Personal Injury Cases: Emotional Distress Damages

Emotional distress is causally related to personal injury.

Becoming the victim of an accident that causes you serious injury often does more damage than an x-ray can reveal; in many cases, harm is suffered by your emotions and psyche as well as by the bones and tissues of your body. Though many people remain skeptical of claims about psychological harm, emotional distress is a genuine type of injury and is just as deserving of compensation as the physical pain and suffering you experience as a result of your accident.

Emotional distress generally falls under the heading of non-economic damages when you file a lawsuit or enter settlement negotiations. Also included as pain and suffering damages, this category of damages reflects the discomfort and anguish (both physical and psychological) caused by the conditions you suffered as a result of the accident. As physical pain and psychological trauma often have no obvious dollar value associated with them, the compensation you receive for these kinds of harm can be expressed as a multiplier applied to the total value of your medical bills associated with psychological treatment. If there are no such bills for psychological treatment, your attorney must express the psychological harm in other ways.

It’s important to note that sometimes emotional distress can result in economic damages, directly or indirectly. A serious accident can leave a victim struggling with PTSD, anxiety, or phobias, and painful or debilitating injuries can often trigger episodes of depression.
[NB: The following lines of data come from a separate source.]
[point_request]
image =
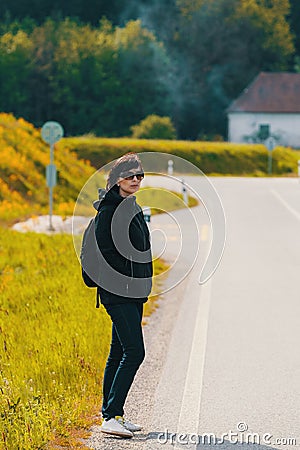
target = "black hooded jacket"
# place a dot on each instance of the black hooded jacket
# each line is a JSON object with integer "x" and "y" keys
{"x": 124, "y": 241}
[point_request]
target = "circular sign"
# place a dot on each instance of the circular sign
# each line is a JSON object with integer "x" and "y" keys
{"x": 52, "y": 132}
{"x": 270, "y": 143}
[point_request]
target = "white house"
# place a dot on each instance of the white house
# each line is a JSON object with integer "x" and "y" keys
{"x": 269, "y": 106}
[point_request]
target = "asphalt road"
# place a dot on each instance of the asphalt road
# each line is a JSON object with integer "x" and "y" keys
{"x": 223, "y": 360}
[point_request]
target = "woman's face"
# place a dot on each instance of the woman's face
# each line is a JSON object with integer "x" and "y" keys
{"x": 130, "y": 181}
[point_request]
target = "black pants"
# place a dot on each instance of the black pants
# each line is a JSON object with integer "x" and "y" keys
{"x": 126, "y": 355}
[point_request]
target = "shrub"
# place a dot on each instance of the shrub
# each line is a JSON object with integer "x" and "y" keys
{"x": 154, "y": 127}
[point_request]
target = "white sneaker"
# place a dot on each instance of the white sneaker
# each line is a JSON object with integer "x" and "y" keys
{"x": 129, "y": 426}
{"x": 113, "y": 426}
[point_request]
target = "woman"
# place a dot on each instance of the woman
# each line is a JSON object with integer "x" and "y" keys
{"x": 123, "y": 239}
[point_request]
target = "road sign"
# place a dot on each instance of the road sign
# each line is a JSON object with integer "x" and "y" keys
{"x": 51, "y": 175}
{"x": 52, "y": 132}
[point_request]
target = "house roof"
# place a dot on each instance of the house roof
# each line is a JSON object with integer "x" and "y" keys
{"x": 270, "y": 93}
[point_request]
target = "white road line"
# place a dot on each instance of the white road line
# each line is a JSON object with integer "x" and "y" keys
{"x": 188, "y": 421}
{"x": 288, "y": 207}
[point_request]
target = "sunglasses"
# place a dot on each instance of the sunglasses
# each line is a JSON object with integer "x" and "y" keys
{"x": 130, "y": 175}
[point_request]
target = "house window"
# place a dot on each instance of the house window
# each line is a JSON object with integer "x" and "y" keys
{"x": 264, "y": 131}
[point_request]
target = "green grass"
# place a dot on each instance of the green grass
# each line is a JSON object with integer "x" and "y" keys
{"x": 54, "y": 341}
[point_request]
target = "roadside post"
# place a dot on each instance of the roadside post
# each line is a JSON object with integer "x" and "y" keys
{"x": 51, "y": 133}
{"x": 170, "y": 167}
{"x": 270, "y": 144}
Any of these psychological conditions may require medical treatment in the form of talk therapy and/or prescription drugs. (Though in many cases the psychological fallout from being injured is untreated.) These sometimes-costly treatments are legitimate economic damages, just as valid as a hospital visit to set a broken arm. Under New Jersey’s no-fault law, medical costs resulting from automobile accidents are paid for by each party’s own car insurance provider, but in any other personal injury context, medical bills for psychiatric treatment would be added to the economic damages in your injury claim right along with any other health care you received.
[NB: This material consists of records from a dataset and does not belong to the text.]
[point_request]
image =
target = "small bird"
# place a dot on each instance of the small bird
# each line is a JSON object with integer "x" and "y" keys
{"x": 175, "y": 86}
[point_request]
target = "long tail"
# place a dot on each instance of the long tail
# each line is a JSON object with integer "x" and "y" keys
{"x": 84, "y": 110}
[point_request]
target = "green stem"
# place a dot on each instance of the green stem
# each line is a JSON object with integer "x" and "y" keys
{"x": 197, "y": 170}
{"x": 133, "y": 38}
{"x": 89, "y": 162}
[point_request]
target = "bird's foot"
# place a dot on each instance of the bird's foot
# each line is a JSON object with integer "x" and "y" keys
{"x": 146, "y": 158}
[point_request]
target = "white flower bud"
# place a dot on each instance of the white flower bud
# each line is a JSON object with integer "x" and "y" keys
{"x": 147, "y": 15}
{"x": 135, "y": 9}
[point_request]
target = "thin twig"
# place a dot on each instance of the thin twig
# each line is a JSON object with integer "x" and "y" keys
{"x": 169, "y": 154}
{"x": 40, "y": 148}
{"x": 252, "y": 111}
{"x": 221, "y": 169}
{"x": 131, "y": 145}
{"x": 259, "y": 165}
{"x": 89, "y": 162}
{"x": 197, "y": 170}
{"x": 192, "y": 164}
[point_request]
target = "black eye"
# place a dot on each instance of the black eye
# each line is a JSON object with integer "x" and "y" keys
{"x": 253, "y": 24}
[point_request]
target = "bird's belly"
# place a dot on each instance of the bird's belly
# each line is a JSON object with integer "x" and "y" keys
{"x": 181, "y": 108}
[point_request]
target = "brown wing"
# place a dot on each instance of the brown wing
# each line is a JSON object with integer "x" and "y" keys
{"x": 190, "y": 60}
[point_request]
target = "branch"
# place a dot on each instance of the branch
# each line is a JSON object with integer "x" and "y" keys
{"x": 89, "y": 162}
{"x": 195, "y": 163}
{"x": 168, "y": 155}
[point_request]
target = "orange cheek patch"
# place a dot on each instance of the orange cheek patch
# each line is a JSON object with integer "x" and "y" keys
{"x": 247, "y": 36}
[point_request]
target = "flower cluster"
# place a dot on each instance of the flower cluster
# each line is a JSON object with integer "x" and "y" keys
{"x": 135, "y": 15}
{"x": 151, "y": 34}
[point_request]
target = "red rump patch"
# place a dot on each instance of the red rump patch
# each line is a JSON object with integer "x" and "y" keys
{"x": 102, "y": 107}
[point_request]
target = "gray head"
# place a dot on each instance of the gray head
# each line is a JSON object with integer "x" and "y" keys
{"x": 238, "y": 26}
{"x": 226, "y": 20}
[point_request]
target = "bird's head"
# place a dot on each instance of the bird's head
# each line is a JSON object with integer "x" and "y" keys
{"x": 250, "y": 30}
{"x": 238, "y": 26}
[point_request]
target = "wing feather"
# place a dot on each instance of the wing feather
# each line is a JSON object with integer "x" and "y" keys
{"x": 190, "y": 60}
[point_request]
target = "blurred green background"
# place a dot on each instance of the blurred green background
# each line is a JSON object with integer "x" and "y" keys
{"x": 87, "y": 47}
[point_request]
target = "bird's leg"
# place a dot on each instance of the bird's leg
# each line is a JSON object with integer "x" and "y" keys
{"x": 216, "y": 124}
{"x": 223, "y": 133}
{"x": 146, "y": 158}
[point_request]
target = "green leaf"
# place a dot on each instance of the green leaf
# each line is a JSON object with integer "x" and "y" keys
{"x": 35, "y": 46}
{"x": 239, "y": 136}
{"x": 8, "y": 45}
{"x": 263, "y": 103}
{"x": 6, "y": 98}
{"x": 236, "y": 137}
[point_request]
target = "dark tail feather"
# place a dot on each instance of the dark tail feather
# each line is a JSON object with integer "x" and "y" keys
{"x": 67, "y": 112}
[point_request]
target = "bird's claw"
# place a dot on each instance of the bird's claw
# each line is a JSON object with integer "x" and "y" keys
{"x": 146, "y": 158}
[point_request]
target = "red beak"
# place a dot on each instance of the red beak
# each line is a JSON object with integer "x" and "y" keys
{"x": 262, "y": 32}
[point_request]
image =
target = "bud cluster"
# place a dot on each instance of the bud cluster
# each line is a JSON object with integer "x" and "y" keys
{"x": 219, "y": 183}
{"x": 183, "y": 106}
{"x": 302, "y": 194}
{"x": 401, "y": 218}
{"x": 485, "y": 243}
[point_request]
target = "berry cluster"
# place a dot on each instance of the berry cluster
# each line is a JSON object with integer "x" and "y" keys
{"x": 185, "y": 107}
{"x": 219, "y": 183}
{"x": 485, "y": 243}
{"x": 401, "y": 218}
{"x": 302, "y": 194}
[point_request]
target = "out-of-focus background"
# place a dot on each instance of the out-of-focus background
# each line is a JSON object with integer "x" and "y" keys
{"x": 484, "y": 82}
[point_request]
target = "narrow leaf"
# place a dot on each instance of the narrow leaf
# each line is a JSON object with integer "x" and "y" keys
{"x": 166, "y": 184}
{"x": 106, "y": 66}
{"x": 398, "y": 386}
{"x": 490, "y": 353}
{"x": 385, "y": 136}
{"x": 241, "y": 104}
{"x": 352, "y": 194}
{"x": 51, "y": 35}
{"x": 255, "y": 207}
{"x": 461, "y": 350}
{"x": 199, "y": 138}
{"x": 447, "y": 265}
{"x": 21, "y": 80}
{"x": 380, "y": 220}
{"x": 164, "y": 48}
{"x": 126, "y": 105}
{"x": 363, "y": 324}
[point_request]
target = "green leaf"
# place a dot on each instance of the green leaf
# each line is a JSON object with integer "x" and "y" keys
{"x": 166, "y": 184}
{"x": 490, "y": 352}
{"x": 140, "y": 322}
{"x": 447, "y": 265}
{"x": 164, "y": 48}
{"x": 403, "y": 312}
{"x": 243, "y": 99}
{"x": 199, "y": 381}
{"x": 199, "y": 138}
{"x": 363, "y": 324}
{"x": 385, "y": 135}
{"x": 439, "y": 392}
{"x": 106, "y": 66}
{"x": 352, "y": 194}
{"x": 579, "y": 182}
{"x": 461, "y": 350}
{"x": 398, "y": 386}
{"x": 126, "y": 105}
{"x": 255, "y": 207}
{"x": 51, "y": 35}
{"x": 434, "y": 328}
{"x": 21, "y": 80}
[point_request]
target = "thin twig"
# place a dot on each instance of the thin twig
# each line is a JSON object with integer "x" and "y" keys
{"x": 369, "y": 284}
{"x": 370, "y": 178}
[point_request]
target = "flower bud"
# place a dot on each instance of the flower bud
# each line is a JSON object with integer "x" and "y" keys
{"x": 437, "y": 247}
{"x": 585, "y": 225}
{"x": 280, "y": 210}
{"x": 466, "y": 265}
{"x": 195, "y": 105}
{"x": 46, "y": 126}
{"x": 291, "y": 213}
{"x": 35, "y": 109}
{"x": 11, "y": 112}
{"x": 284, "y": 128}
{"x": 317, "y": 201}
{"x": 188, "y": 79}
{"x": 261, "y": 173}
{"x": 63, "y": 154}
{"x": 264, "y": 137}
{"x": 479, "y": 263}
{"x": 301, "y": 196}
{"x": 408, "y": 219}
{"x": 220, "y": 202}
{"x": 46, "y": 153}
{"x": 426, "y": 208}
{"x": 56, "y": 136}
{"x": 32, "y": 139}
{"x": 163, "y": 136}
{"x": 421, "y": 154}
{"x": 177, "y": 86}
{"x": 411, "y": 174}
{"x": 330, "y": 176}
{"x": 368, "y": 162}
Lost earnings represent another way in which emotional distress can impact your economic damages. If an accident victim develops a severe phobia or PTSD as a result of an auto accident, for instance, they may find themselves struggling with getting behind the wheel of a car again. Severe depression can make even the most basic daily tasks an enormous challenge. Any of these conditions may interfere with an injured person’s ability to work, resulting in lost wages or other earnings.

However, the primary way in which emotional distress will affect your injury claim is in terms of non-economic damages. Even if you don’t seek medical treatment for the psychological and emotional repercussions of your accident, you may still struggle with symptoms that make a strong negative impact on your daily life, and merit compensation.
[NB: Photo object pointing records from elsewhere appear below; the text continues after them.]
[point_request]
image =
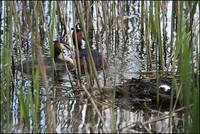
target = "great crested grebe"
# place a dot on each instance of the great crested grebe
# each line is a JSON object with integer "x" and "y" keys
{"x": 59, "y": 58}
{"x": 99, "y": 60}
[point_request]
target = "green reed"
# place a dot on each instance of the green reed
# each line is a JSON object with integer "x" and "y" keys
{"x": 6, "y": 85}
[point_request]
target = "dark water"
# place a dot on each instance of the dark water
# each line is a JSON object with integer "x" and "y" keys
{"x": 73, "y": 109}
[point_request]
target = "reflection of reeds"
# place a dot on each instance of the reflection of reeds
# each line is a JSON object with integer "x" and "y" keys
{"x": 29, "y": 22}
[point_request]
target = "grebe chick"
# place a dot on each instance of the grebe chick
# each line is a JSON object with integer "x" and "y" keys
{"x": 59, "y": 59}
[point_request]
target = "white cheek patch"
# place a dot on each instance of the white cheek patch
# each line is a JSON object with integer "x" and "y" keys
{"x": 62, "y": 46}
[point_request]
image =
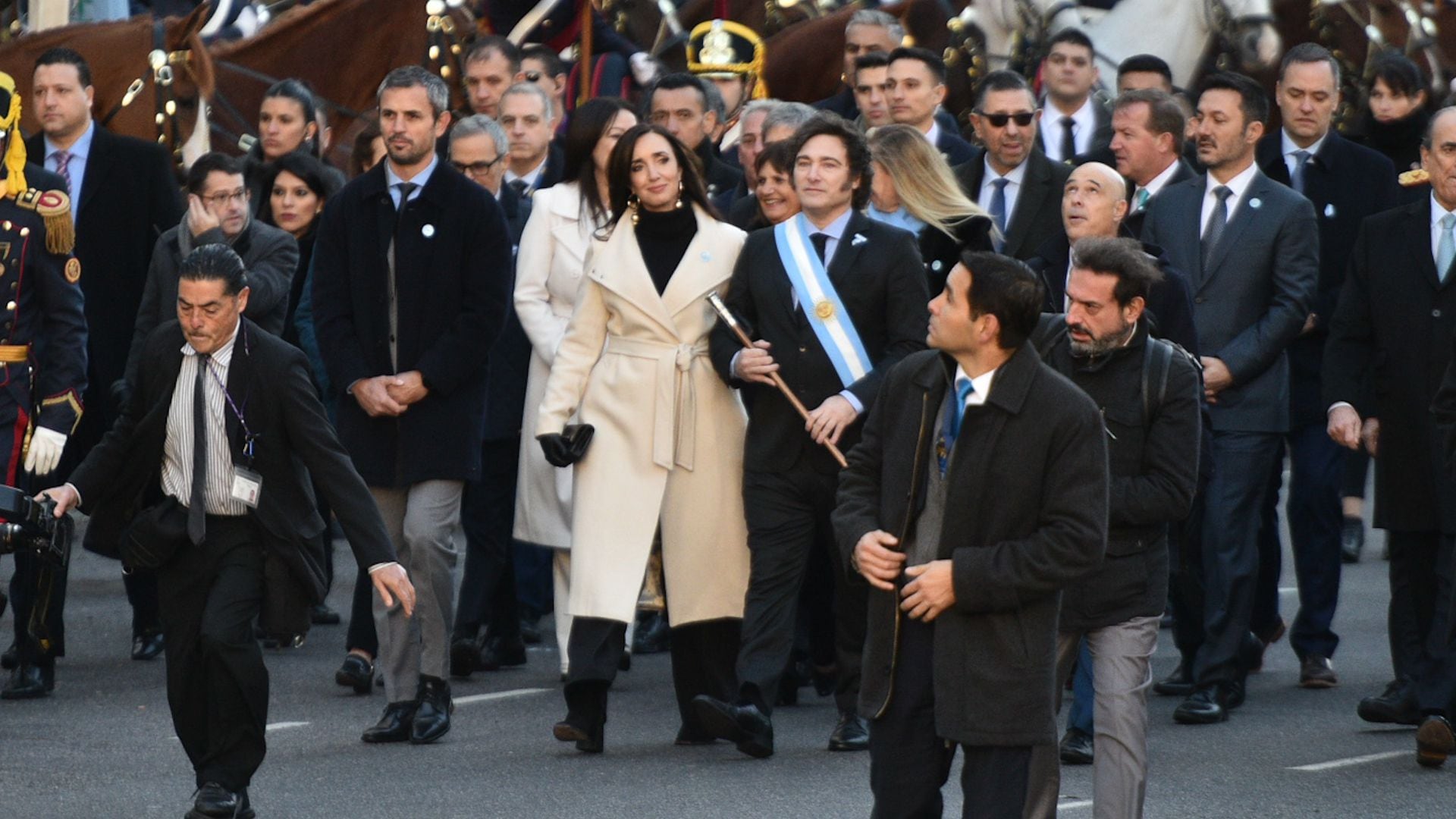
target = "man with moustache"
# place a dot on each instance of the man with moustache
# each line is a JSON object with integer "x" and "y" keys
{"x": 1018, "y": 186}
{"x": 1389, "y": 346}
{"x": 1251, "y": 249}
{"x": 1346, "y": 183}
{"x": 411, "y": 286}
{"x": 836, "y": 300}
When you experience emotional distress of any kind connected with your accident, you should work with your attorney to document it as clearly and regularly as you can manage. Some attorneys encourage keeping a daily log or journal chronicling your emotional state following your accident, describing the ways your mood and ability to cope with everyday challenges have been affected. Some people may have a hard time articulating – or even admitting – to struggling with emotional and psychological suffering. Our society still unduly stigmatizes mental health issues of any kind, treating them as some sort of character flaw or personal weakness rather than the legitimate health concern that they are. Men in particular may have difficulty discussing their emotional distress or trauma, since our culture pressures men to be “strong” and tends to unfairly judge men for exhibiting emotional vulnerability of any kind. Despite all this, it’s critical to be as honest and open about your psychological distress as possible in order to receive fair compensation for it in a personal injury claim.

As with physical injuries, it’s easiest to obtain compensation for emotional distress if you can show that you had no history of psychological issues prior to your accident. However, people with existing depression, anxiety, or other mental health issues can still successfully pursue compensation for their injury-related emotional distress. Many times, such issues are exacerbated by physical injury. If you were already being treated for a pre-existing psychological condition, your therapist or other care provider should be able to describe what your baseline pre-accident emotional state was like and offer an expert opinion on the way you were affected by the incident. This is also another way in which careful logging and documentation of your day-to-day emotional distress can be useful; note and describe any new emotional symptoms you experience, and whether existing psychological issues have noticeably changed or worsened. (Bear in mind, however, that such a log or diary may become evidence in your case when the defense attorney finds out you have kept such a diary. Therefore, be as accurate and as clinical as possible in keeping the log.)

Many times, a spouse is included as a plaintiff when suit is filed in Court. The claim of the physically uninjured spouse is called a “per quod claim” and reflects the reality that when your spouse is injured, you suffer damage as well – you don’t have the same spouse as before – one who is injured, one who needs to be cared for at home, one who cannot perform the usual duties that spouse would usually perform – and a spouse who may be uninterested psychologically, or due to injuries, physically unable to engage in the physical relationship which is part of marriage. In cases where the inured spouse is psychologically harmed, there can be a dramatic alteration in the personality of the that spouse and the uninjured spouse suffers that loss as well. An experienced personal injury attorney will be able to tell you when such claims should be included in a case and how to prove them.